Recipients of goods, works, services who are VAT payers

in accordance with paragraph 1) paragraph 1 of Article 367 of the Tax Code of the Republic of Kazakhstan,
they can offset the amount of VAT payable for goods, works and services received ,
if they are used or will be used for the purposes of taxable sales turnover, subject to compliance with the conditions specified in Article 400 of the Tax Code of the Republic of Kazakhstan.

Consequently, VAT non-payers when purchasing goods, works, services with VAT cannot offset the amount of VAT.

In accordance with the provisions of the National Financial Reporting Standard, IAS 2 “Inventories”, IFRS for SMEs, the cost of inventories consists of the purchase price, import duties, taxes (except refundable)

.

Thus, VAT must be included in the cost of purchased goods, since for a VAT evader it is a non-refundable tax.

According to Art. 424 of the Tax Code of the Republic of Kazakhstan, the VAT declaration TNF 300.00 is submitted only by VAT payers specified in clause 1) clause 1 of Art. 367 of the Tax Code of the Republic of Kazakhstan.
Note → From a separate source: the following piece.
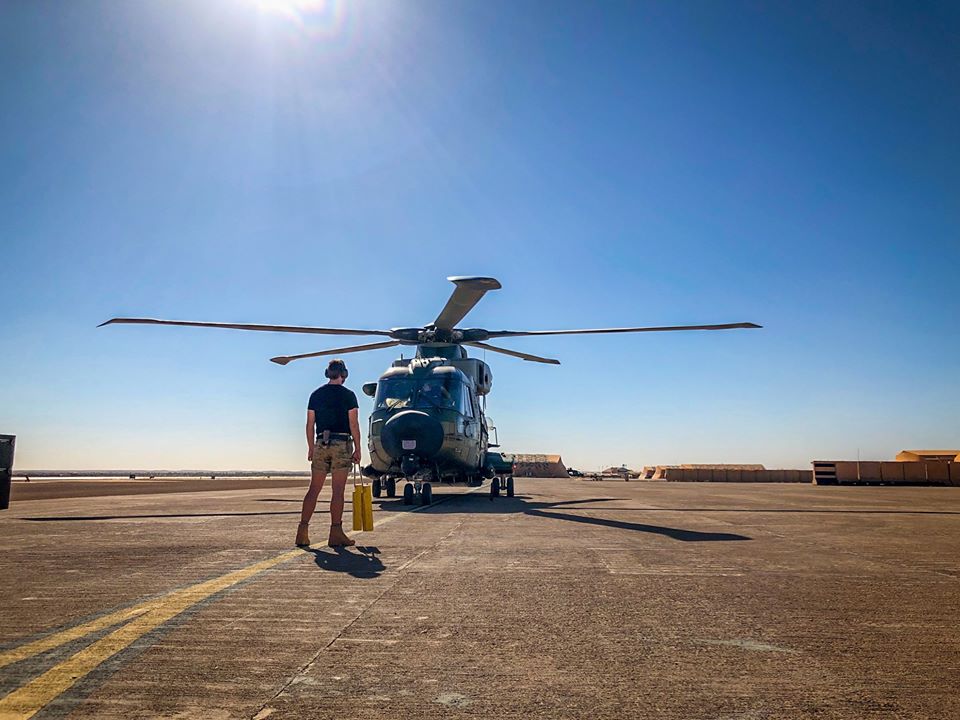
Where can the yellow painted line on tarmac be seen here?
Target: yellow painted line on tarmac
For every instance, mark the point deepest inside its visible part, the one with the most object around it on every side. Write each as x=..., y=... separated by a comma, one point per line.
x=31, y=698
x=75, y=633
It is not possible to return excess VAT credit from the budget.

Invoices are issued in accordance with Art. 412 of the Tax Code of the Republic of Kazakhstan and the Rules for issuing an invoice in electronic form in the ESF IS and its forms, approved by Order of the First Deputy Prime Minister of the Republic of Kazakhstan - Minister of Finance of the Republic of Kazakhstan dated April 22, 2021 No. 370 (hereinafter referred to as the Rules for issuing ESF).

The provisions of Art. 412 of the Tax Code of the Republic of Kazakhstan establishes that when making a turnover for the sale of goods, works, services, the following are required to issue an invoice:

1) VAT payers provided for in paragraph 1) paragraph 1 of Art. 367 Tax Code of the Republic of Kazakhstan;

2) taxpayers in cases provided for by the regulatory legal acts of the Republic of Kazakhstan adopted for the purpose of implementing international treaties ratified by the Republic of Kazakhstan;

3) a commission agent who is not a VAT payer, in the cases established by Art. 416 of the Tax Code of the Republic of Kazakhstan;

4) a forwarder who is not a VAT payer, in the cases established by Art. 415 of the Tax Code of the Republic of Kazakhstan;

5) taxpayers in case of sale of imported goods;

6) a structural unit of the authorized body in the field of state material reserve when it releases goods from the state material reserve.

Clause 67 of the Rules for issuing ESF states that column 12 “VAT rate” indicates the VAT rate. In the case of an extract of the ESF for exempt turnover, as well as an extract of the ESF by a taxpayer who is not a VAT payer, it is indicated without the possibility of adjustment .

Thus, the issuance of ESF by VAT defaulters is mandatory in the cases specified in Art. 412 of the Tax Code of the Republic of Kazakhstan. For example, if an individual entrepreneur sells a product included in the List of Exemptions or an imported product, then he must issue an ESF. An individual entrepreneur, being a VAT non-payer, indicates the rate “Without VAT” when issuing an ESF.